Squall Cluster Configs

Aleksandar Vitorovic edited this page Jan 9, 2015 · 9 revisions

We will explain the content of a config file on squall-$VERSION/test/squall/confs/cluster/1G_hyracks:

DIP_DISTRIBUTED true
DIP_QUERY_NAME hyracks

DIP_TOPOLOGY_NAME_PREFIX username
DIP_DATA_ROOT /export/home/squalldata/tpchdb/
DIP_SQL_ROOT ../test/squall/sql_queries/
DIP_SCHEMA_PATH ../test/squall/schemas/tpch.txt

# DIP_DB_SIZE is in GBs
DIP_DB_SIZE 1

########################################
#DIP_OPTIMIZER_TYPE INDEX_SIMPLE
#DIP_MAX_SRC_PAR 1

#DIP_OPTIMIZER_TYPE INDEX_RULE_BUSHY
#DIP_MAX_SRC_PAR 1

#DIP_OPTIMIZER_TYPE NAME_MANUAL_PAR_LEFTY
#DIP_PLAN CUSTOMER:2,ORDERS:3:4

#DIP_OPTIMIZER_TYPE NAME_MANUAL_COST_LEFTY
#DIP_PLAN CUSTOMER,ORDERS
#DIP_TOTAL_SRC_PAR 20

#DIP_OPTIMIZER_TYPE NAME_RULE_LEFTY
#DIP_TOTAL_SRC_PAR 20

DIP_OPTIMIZER_TYPE NAME_COST_LEFTY
DIP_TOTAL_SRC_PAR 20

########################################

#below are unlikely to change
DIP_EXTENSION .tbl
DIP_READ_SPLIT_DELIMITER \|
DIP_GLOBAL_ADD_DELIMITER |
DIP_GLOBAL_SPLIT_DELIMITER \|

DIP_ACK_EVERY_TUPLE true
DIP_KILL_AT_THE_END true

# Storage manager parameters
# Storage directory for local runs
STORAGE_LOCAL_DIR /tmp/ramdisk
# Storage directory for cluster runs
STORAGE_DIP_DIR /export/home/squalldata/storage 
STORAGE_COLD_START true
MEMORY_SIZE_MB 4096

Config file 1G_hyracks is the same as in 0_01G_hyracks_ncl, except:

  1. DIP_DISTRIBUTED is set to true.

  2. DIP_TOPOLOGY_NAME_PREFIX is an optional parameter. It is used for distinguishing different users possibly running the same query at the same time on the cluster.
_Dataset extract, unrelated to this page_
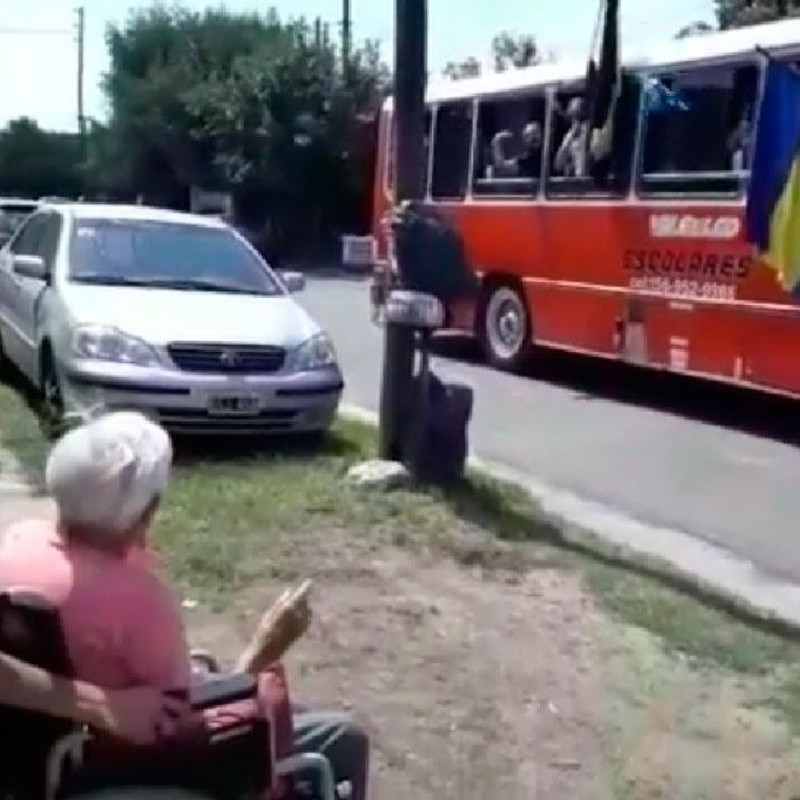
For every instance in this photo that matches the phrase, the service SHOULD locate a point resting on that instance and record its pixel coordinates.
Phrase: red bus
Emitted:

  3. DIP_DATA_ROOT refers to a location on the cluster.

  4. There is no DIP_RESULT_ROOT, because in Cluster Mode the results are not automatically merged and compared against a file.

Thus, in order to change database size, only the DIP_DB_SIZE has to be changed, and for changing the query, we have to modify DIP_QUERY_NAME. You can find more examples of config files in squall-$VERSION/test/squall/confs, or you can write new ones from scratch.

Keep in mind that for in each config file you need to set DIP_DATA_ROOT. In addition, DIP_QUERY_NAME must correspond to a query from squall-$VERSION/test/squall/sql_queries/.

You can run Squall with a desired config file as follows:

cd squall-$VERSION/bin
./squall_cluster.sh $CONFIG_FILE_PATH

where $CONFIG_FILE_PATH is relative or full path to a config file.

Due to the constrained main memory, you cannot run arbitrary large database with small component parallelism. For information on detecting this behavior, please consult Squall query plans vs Storm topologies, section How to know we run out of memory?.